RCCS-M is the MRO-adjusted Regulatory Compliance Coverage Score. It asks whether governance coverage can be expressed through Missing Regulatory Objects and lifecycle responsibility semantics rather than only through traditional model, platform, or policy surfaces.
Why it matters
The problem it names is that traditional compliance coverage can look mature while still missing the lifecycle objects needed for agentic work. A platform may have policies, documentation, monitoring, and controls, but still be weak at authority boundaries, accepted outcomes, substitution records, dispute objects, or remediation closure.
Why existing approaches are not enough
RCCS-T asks what traditional governance already tends to measure. RCCS-M applies the same broad regulatory coverage concern through the MRO adjustment layer: can the obligation be made lifecycle-native, evidence-bearing, and responsibility-aware for AI agents and multi-agent systems?
What it is not
RCCS-M is not current law, a regulator-approved benchmark, a certification, a legal compliance proof, a final vendor score, or a procurement ranking.
How it relates to Agentic Lifecycle Governance
Within Agentic Lifecycle Governance, RCCS-M measures whether governance requirements can attach to lifecycle responsibility objects such as authority, evidence, accepted outcome, substitution, dispute, and remediation.
How it relates to the GAIC white paper
The Global AI Compliance White Paper 2026 presents RCCS-M as a proposed analytical adequacy model.
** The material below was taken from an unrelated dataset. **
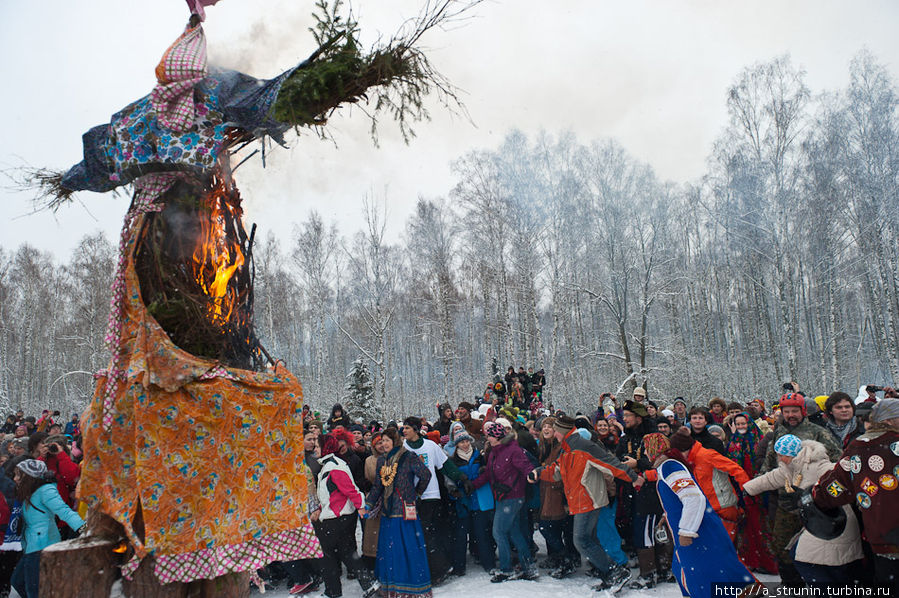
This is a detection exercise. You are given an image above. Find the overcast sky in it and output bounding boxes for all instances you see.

High RCCS-M posture means design alignment with the proposed lifecycle object layer, not independent market validation or procurement superiority.
White paper source trace
RCCS-M is directly sourced to the white paper's MRO-adjusted coverage chapter and scoring-method boundary.
RCCS-M is direct; MRO is direct as the adjustment layer; ALCS is adjacent as the separate lifecycle-coherence score.
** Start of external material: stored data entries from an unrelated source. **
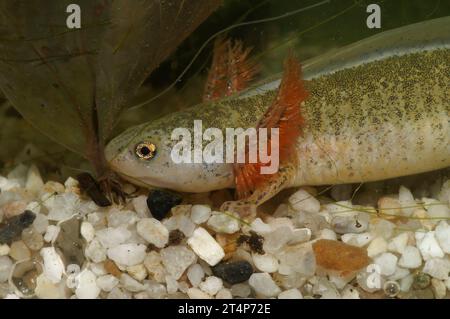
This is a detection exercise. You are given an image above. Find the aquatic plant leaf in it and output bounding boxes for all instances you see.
[0,0,220,176]
[94,0,222,150]
[0,0,101,159]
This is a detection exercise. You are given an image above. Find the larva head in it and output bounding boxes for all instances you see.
[105,122,233,193]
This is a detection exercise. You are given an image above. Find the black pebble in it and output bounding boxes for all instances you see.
[76,173,111,207]
[212,260,254,284]
[0,210,36,244]
[146,190,182,220]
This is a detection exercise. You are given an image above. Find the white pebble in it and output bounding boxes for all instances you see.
[329,274,353,290]
[9,241,31,261]
[199,276,223,296]
[398,246,422,269]
[160,246,196,280]
[318,198,341,211]
[120,273,146,292]
[35,274,66,299]
[277,244,316,277]
[0,256,13,283]
[378,196,402,216]
[96,227,131,249]
[40,247,65,283]
[80,222,95,242]
[22,227,43,251]
[331,211,369,234]
[143,252,166,283]
[387,232,409,254]
[435,221,450,253]
[431,278,446,299]
[288,189,320,213]
[87,212,106,228]
[75,270,100,299]
[107,209,138,227]
[0,175,20,191]
[387,267,410,281]
[413,209,435,231]
[187,287,212,299]
[207,212,240,234]
[289,228,311,244]
[268,217,294,230]
[312,277,341,298]
[178,215,197,237]
[400,274,414,292]
[370,219,395,239]
[46,192,80,221]
[106,287,132,299]
[178,281,190,293]
[415,231,444,261]
[64,176,79,189]
[252,253,279,273]
[187,264,204,287]
[107,244,147,266]
[187,227,225,266]
[85,239,107,263]
[166,275,179,294]
[25,165,44,195]
[278,288,303,299]
[44,225,60,243]
[89,263,107,276]
[263,226,293,254]
[422,258,450,280]
[423,198,450,219]
[126,264,147,281]
[367,237,388,258]
[317,228,338,241]
[164,214,196,237]
[249,272,281,297]
[398,186,415,216]
[131,195,150,218]
[32,213,48,234]
[136,218,169,248]
[341,232,373,247]
[216,288,232,299]
[250,218,272,234]
[373,252,398,276]
[190,205,211,224]
[0,244,10,256]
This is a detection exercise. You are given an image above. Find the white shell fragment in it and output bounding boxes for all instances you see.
[187,227,225,266]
The page explains analytical coverage adequacy, not current law, certification, regulator approval, procurement ranking, or final vendor scoring.
This source trace is author-analytical. It is not legal advice, certification, legal compliance proof, regulator approval, vendor ranking, procurement guidance, or a claim that MPLP is required.
RCCS-T vs RCCS-M
RCCS-T measures familiar governance coverage surfaces. RCCS-M asks whether those same obligations can be expressed through lifecycle responsibility objects introduced by the MRO layer.
MRO Adjustment Layer
The adjustment layer does not add a vendor leaderboard. It changes the scoring lens from traditional model/platform coverage to lifecycle-native responsibility coverage.
Design Alignment
A strong RCCS-M posture indicates that a system or protocol is designed around the lifecycle responsibility objects the paper argues are structurally necessary.
Evidence route
The evidence route runs through the white paper methodology for RCCS-T/RCCS-M and the MRO Adjustment Layer. The Concept Core gives the short reader entry; the white paper contains the bounded scoring model.